Quadrant Knowledge Solutions ‘Market Insights research’ provides detailed insights to users about the significance of growing need of AML regulations for crypto currency exchange to combat financial crime and to lessen the inherent hazards of money laundering for virtual assets.
Cryptocurrencies are more susceptible to fraud and money laundering than traditional currencies. Since no personal information can be associated with the public keys used in a transaction, they offer better anonymity than traditional payment options. Online accounts are opened by criminals with digital currency exchanges that accept fiat money from conventional bank accounts. They then begin a “cleaning” process (mixing and layering), in which they transfer funds into the bitcoin network utilising tumblers, mixers, and chain hopping (also called cross-currency). Money is transferred between cryptocurrencies and across digital currency exchanges, the less regulated the better, leaving a trail of transactions that is nearly impossible to follow.
Banks and other traditional financial institutions are in a wait-and-see mode because of concerns about central banks’ and authorities’ lack of control over cryptocurrencies, the anonymity surrounding their transactions, and the price volatility. However, cryptocurrencies are here to stay. Banks and other financial institutions need to start supporting cryptocurrencies now or they will shortly find themselves out of the game.

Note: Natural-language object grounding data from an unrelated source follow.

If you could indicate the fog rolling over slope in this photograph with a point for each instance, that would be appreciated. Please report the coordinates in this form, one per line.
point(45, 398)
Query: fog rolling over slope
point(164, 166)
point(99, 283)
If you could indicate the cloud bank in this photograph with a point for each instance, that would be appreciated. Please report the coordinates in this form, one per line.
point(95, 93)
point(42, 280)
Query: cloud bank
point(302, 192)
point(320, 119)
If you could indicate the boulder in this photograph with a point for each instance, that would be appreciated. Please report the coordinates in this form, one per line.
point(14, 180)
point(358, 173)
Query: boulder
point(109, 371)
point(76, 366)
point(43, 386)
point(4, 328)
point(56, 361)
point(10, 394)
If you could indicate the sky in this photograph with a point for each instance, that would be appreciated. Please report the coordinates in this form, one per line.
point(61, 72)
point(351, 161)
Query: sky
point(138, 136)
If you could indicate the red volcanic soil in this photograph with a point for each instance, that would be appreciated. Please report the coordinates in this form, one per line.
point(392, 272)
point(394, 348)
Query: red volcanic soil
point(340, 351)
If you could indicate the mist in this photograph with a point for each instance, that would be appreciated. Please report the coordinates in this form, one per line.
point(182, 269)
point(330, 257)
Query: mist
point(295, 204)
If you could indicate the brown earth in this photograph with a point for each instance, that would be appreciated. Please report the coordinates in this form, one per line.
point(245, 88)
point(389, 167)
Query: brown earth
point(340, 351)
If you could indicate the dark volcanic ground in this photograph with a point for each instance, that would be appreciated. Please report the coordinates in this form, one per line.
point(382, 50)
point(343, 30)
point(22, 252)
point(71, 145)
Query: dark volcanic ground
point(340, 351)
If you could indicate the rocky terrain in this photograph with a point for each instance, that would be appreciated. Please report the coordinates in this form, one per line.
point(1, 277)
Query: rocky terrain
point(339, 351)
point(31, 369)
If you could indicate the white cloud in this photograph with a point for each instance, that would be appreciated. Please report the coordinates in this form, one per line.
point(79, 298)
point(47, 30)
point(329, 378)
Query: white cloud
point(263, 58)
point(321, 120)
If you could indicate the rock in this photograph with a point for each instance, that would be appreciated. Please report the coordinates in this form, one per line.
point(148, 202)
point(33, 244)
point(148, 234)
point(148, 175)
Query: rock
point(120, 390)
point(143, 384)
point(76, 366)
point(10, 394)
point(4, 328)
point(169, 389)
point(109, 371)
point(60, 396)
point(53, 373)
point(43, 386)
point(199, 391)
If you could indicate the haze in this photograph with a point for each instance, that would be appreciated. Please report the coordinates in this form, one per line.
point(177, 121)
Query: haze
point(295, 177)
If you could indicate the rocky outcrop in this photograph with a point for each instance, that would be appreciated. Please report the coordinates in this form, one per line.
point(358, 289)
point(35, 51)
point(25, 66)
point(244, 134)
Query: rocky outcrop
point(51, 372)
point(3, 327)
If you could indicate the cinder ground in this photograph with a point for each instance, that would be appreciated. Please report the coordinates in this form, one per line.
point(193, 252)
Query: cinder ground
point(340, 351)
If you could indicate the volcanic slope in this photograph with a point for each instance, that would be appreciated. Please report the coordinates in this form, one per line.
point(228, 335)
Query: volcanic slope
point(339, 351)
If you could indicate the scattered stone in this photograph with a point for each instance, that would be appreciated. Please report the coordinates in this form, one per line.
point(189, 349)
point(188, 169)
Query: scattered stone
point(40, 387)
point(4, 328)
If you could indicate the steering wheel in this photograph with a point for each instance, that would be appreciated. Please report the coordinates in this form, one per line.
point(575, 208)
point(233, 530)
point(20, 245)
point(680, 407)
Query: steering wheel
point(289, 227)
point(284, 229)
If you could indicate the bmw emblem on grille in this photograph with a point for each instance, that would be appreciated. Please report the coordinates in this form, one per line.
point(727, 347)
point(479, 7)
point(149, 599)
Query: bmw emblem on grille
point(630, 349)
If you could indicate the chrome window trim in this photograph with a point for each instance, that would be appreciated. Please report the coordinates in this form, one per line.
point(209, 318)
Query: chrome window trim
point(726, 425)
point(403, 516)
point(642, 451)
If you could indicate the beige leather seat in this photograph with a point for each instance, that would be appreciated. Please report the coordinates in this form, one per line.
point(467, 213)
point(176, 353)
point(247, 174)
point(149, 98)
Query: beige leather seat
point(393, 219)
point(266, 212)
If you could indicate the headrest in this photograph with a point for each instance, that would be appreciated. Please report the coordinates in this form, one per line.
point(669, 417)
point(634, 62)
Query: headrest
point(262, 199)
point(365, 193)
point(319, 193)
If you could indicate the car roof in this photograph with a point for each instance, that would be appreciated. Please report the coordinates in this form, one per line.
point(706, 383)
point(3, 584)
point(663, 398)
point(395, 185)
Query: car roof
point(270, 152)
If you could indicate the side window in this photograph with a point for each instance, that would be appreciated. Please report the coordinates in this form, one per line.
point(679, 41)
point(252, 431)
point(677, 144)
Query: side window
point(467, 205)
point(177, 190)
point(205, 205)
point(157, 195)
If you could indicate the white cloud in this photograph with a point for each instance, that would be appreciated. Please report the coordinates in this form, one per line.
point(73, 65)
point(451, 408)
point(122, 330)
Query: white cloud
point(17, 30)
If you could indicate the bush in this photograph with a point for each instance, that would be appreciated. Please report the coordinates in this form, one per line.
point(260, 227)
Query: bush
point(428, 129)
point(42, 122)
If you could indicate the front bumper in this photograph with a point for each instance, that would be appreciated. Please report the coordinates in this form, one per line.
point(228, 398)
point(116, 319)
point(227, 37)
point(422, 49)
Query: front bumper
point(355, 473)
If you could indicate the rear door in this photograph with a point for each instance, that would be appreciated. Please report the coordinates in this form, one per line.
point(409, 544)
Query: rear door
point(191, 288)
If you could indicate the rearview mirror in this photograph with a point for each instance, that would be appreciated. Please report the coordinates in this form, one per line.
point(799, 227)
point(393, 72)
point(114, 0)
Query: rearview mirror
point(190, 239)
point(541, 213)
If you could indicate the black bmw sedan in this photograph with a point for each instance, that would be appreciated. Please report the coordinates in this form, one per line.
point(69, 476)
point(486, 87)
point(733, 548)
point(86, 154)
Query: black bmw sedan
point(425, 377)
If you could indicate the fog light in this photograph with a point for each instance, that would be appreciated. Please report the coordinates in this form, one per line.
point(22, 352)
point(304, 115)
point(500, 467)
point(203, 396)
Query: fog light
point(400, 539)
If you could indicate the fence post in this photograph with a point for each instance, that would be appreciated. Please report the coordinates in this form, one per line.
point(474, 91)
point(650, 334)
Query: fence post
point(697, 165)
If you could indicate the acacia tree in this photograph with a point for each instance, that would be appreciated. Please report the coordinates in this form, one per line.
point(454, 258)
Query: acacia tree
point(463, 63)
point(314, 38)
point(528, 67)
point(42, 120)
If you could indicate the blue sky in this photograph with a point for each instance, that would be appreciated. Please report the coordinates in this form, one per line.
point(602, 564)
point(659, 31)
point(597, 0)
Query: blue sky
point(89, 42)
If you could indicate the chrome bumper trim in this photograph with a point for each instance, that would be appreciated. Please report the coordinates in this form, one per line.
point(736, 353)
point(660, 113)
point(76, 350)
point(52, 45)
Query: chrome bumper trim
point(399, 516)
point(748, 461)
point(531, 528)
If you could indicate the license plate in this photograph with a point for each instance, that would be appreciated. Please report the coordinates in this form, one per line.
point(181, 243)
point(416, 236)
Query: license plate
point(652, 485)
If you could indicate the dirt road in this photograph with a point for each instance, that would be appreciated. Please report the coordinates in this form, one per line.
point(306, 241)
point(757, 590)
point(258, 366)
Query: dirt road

Crypto companies must adopt the technological solutions that best meet their requirements. Because automation is essential for maintaining compliance and a growing business, most companies find that outsourcing makes more sense than building an in-house solution. Additionally, the crucial steps that demand specialized knowledge include customer onboarding, ID verification, screening, and monitoring, as well as transaction risk assessment and management. The risks of not implementing an automated system for customer onboarding and screening include, but are not limited to, insufficient data for due diligence, a high volume of alerts requiring manual intervention, and, finally, system flaws that result in non-compliance with AML regulations.
Global standards for anti-money laundering legislation are set by the Financial Action Task Force (FATF). When the FATF released cryptocurrency AML guidance in 2014, policymakers in FATF member countries started realizing that Virtual Asset Service Providers (VASPs) are subject to the same laws that apply to conventional Financial Institutions. The majority of the FATF’s cryptocurrency AML recommendations have been legally codified by FinCEN, the European Commission, and numerous other regulatory bodies. Therefore, it is crucial for fintech companies to comprehend the changing AML and KYC regulatory landscape. The enterprise leverages real-time AI-powered document verification approaches, OCR-enabled photo data extraction, face matching, and machine learning-based fraud filters to automate and speed up the Crypto KYC verification process
According to Vaishali Moitra, Analyst at Quadrant Knowledge Solutions “The anonymity of cryptocurrencies, ease of cross-border transactions, and decentralised peer-to-peer payments make them an excellent option for money laundering. Even though many countries have started implementing anti-money laundering laws and regulations that includes crypto exchanges, their implementation and actual compliance remain difficult. Regulators are therefore extending their control over bitcoin trading by implementing strict AML and KYC compliance protocols and checks.”